Build vs buy sanity:
- "Core competency" test is answered (not a differentiator).
- Maintenance/on-call ownership is explicit (12-month view).
- Hidden costs considered (security work, upgrades, support, training).
- Vendor lock-in and exit plan are evaluated (adapter pattern, contract terms).
- Decision is consistent with current team capacity and priorities.
AI vendor due diligence:
- Data usage is clear (no training on customer data; DPA required).
- Security posture evidence requested (SOC2, encryption, audit logs, SSO/RBAC).
- Prompt injection/jailbreak risk considered; mitigations are defense-in-depth (8-layer architecture).
- "Guardrails catch everything" claims are treated as unverified; tested in pilot/red-team.
- Human approval points and logging are defined for action-taking behavior.
Rubric scores (from references/RUBRIC.md)

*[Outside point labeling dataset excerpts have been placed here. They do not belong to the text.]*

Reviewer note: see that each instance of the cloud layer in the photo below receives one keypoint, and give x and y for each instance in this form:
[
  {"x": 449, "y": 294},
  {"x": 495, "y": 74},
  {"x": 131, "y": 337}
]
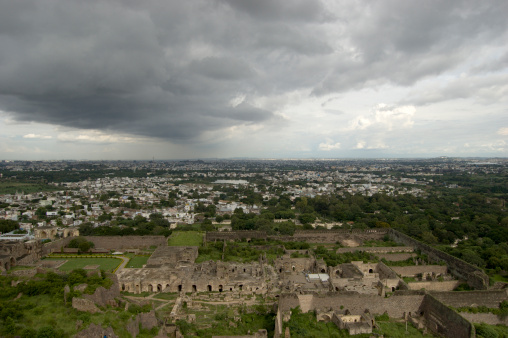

| Dimension | Score | Rationale |
|---|---|---|
| Problem clarity | 4 | Crisp problem statement with non-goals; stakeholders identified. Would be 5 with stakeholder sign-off (requires live alignment meeting). |
| Criteria quality | 4 | Criteria are measurable with pilot thresholds; weights assigned; deal-breakers explicit. Would be 5 once every criterion is validated in the pilot. |
| Options coverage | 5 | Status quo + vendor + build + hybrid all considered with trade-offs. |
| Evidence strength | 4 | Pilot plan with hypotheses, metrics, and timeline. Would be 5 after pilot results are in. |
| Build vs buy reasoning | 5 | TCO + bandwidth + opportunity cost + core competency + lock-in/exit all addressed. 12-month maintenance view included. |
| Risk management | 5 | Top 10 risks with owners, mitigations, blocker/monitor labels. AI guardrails claims treated skeptically with defense-in-depth architecture. |
| Decision readiness | 4 | Clear recommendation with rationale, adoption plan, and rollback plan. Would be 5 once DRI is formally assigned and procurement timeline confirmed. |
Average score: 4.4 (exceeds the 4.0 threshold for customer-facing/sensitive-data evaluations) Risk management score: 5 (exceeds the >= 4 requirement)
Technology Evaluation Pack produced using the evaluating-new-technology skill pack.